HDK Mimarlar Mühendisler ve Şehir Planlamacıları Meclisi’nden Güzin Alparslan da, “Kentsel dönüşümün” Türkiye’nin genel sorunu olduğunu vurgulayarak, “Biz buna ‘rant projesi’ diyoruz” dedi. Sur’daki yıkımla buranın demografik yapısının değiştirilmek istendiğine işaret eden Alparslan, “Orada yaşayan mevcut insanları oradan çıkararak, başka bir şeye dönüştürmek istiyorlar. Sur çok özel bir yer. Şuan bu fotoğraflardaki yapıların hiç biri yok. Tescilli eserler korunuyor. Onların da korunacağından emin değilim. Kültür varlığı, somut binalar mıdır değil? Orda farklı bir yaşam var, farklı bir sokak yapısı var, tüm yaşamını paylaşan insanlar var.
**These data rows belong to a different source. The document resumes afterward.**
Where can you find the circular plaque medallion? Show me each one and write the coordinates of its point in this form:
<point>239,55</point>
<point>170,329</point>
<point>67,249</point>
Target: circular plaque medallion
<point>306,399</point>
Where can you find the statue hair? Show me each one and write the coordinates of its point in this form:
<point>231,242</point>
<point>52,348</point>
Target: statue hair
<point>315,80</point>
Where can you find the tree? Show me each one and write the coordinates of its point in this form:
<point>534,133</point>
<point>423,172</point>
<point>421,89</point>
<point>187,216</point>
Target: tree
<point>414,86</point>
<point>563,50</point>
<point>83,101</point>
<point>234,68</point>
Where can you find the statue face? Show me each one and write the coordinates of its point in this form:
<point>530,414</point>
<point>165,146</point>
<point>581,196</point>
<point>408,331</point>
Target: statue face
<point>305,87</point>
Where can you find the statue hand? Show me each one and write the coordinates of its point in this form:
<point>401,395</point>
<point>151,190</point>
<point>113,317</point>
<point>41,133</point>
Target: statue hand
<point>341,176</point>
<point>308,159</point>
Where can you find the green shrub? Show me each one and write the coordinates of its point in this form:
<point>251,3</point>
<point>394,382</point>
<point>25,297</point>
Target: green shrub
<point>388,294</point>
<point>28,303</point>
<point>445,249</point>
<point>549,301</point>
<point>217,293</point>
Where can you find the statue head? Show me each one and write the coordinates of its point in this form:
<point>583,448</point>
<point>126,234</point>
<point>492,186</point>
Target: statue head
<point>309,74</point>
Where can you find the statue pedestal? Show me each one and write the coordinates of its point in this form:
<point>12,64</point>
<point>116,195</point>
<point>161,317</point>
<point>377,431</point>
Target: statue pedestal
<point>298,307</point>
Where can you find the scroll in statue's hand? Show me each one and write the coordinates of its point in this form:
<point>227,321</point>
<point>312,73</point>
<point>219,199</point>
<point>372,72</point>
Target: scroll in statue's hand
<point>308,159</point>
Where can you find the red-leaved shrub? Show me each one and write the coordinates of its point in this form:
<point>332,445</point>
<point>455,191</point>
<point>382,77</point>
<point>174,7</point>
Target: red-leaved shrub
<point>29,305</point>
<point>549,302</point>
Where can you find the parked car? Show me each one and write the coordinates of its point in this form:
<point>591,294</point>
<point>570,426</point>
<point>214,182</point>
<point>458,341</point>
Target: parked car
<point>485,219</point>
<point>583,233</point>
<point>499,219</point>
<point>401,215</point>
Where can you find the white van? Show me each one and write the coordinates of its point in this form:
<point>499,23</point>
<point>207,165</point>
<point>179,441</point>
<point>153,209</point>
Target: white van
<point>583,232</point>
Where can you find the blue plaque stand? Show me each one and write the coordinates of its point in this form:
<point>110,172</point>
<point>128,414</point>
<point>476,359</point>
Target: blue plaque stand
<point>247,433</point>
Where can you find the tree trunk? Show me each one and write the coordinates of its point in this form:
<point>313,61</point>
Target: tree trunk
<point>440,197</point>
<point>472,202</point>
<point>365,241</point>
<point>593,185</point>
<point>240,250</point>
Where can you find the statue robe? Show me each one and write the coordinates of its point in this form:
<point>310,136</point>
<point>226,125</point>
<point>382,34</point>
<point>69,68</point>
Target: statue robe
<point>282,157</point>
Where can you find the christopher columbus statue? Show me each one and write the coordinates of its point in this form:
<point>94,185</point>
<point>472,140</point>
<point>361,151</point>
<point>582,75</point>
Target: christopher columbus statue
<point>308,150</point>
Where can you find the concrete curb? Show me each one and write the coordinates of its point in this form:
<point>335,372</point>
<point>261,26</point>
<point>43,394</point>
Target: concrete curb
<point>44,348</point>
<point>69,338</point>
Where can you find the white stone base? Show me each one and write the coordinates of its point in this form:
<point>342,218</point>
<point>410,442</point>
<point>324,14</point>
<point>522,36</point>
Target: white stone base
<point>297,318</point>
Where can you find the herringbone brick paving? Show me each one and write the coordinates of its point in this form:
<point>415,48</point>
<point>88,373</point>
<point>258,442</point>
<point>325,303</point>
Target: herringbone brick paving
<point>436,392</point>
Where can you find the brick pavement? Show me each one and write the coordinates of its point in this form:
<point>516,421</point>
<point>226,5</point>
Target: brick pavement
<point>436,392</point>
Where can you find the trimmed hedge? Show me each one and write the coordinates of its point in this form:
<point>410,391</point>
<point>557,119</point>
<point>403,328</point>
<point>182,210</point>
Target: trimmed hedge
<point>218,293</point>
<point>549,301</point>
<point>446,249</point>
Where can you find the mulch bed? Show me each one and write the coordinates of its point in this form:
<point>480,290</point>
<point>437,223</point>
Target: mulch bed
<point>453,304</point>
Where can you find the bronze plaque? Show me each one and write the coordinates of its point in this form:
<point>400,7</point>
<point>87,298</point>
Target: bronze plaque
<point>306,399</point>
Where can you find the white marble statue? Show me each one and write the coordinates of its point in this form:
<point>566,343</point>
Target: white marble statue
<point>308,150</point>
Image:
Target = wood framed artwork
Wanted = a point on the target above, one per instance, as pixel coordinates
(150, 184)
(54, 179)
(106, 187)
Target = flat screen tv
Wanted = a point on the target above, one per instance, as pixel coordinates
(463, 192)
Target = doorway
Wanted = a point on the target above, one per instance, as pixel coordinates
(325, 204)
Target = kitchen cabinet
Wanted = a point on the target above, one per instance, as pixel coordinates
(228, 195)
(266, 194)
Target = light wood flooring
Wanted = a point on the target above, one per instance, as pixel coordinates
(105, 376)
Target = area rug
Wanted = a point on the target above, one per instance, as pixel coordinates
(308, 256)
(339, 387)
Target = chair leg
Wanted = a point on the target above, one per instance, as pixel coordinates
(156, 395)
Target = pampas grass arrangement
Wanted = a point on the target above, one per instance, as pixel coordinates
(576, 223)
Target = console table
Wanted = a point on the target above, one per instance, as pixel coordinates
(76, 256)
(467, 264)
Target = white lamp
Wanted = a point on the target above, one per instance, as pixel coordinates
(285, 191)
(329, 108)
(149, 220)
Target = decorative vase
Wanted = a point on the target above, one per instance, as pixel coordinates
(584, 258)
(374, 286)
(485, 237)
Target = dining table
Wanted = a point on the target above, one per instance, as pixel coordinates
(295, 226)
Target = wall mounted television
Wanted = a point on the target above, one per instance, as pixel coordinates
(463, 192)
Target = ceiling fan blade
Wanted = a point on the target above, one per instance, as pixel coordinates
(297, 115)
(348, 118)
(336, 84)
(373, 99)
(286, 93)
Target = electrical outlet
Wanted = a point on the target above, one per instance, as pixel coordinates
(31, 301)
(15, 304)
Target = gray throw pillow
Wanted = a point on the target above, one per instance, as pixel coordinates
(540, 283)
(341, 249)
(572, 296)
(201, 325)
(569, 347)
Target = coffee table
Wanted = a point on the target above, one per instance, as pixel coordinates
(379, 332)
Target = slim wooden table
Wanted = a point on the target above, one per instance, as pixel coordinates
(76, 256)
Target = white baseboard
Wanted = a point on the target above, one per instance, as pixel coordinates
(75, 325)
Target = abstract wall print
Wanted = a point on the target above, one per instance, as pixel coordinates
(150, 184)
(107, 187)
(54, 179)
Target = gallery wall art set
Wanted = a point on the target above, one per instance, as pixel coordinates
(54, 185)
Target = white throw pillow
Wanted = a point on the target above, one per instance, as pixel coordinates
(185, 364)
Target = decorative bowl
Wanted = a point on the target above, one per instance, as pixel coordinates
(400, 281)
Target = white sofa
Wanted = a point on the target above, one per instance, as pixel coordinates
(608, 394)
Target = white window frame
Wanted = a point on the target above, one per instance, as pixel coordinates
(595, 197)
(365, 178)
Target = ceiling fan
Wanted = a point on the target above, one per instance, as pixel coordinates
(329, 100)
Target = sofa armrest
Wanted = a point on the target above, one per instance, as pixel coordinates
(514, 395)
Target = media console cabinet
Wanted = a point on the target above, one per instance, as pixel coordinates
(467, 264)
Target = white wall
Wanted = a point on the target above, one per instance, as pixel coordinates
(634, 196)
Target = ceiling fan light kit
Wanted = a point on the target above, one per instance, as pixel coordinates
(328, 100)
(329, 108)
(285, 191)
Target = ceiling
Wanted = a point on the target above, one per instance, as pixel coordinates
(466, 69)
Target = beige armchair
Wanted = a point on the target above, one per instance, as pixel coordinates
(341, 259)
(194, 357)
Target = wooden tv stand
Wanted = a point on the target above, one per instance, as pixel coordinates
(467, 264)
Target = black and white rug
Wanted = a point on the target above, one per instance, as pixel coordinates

Bunları yok etmek istiyor” dedi.

 

“Binlerce yıllık tarih yok ediliyor”

“Acil Kamulaştırma Yasası”nın savaş ve afet dönemlerinde alınan bir yasa olduğunu vurgulayan Alparslan, şöyle dedi: “Acil kamulaştırma yasası, savaş ve afet dönemlerinde alınır. Ama buradaki öyle değil. Kanuni olabilir ama hukuki değildir? İş makineleriyle yıkılan yapılar, Dicle kenarına dökülüp üzeri örtülüyor. Binlerce yıllık bir tarih, kültür gözümüzün önünde siyasi perspektifler doğrultusunda yok ediliyor. Buna nasıl engel olacağız? Bir ayağı da yurtdışı olduğunu düşünüyorum? Oradaki halka destek vererek, onların yalnız olmadığını hissettirerek, dayanışma içerisinde olmalıyız. Hayat yok edilirken, çok da zor koşullarda yaşamını sürdürüyorlar. Gidenlerinden önemli bir bölümü geri dönmek istiyorlar. Gittikleri yerler onların yaşamlarına uygun değil.

 

“DAİŞ Palmira da Türkiye Sur’da…”

HDK Yürütme Kurulu üyesi Benazir Coskun ise, DAİŞ’in antik kent olan Palmira’da yaptığı yıkıma işaret ederek, “DAİŞ orada o tarihi yapıyı parçalarken, içimizden de bir parça da kopuyordu. Sur’da da insanlığın tarihi yok ediliyor. Sur’da yapılanlar, DAİŞ’in Palmira’da yaptığından hiçbir farkı yok. Özel bir savaş projesi var. ‘Çöktürme planı’ ile birlikte 6 mahallesi dümdüz edilmiş” dedi. Sur’da komünal bir yaşamın olduğunu vurgulayan Coşkun, şöyle dedi: “Sur doğal bir yaşam alanı. Bizim açımızdan doğal bir yaşam alanıdır. Sur hepimizindir. Komünal değerleriyle 7 bin yıldır yaşayan alanın yıkılmaması bizim elimizdedir. Alipaşa ve Lalebey mahallerinde direnenler yıkım o kadar kolay olmuyor. 8 mahalle var. Sur’un yıkılmayan mahallerini yıktırmayabiliriz. Türkiye demokrasi güçleri yanı sıra vicdanlı olan herkesin görevi Sur’u yaşatmaktır” şeklinde konuştu.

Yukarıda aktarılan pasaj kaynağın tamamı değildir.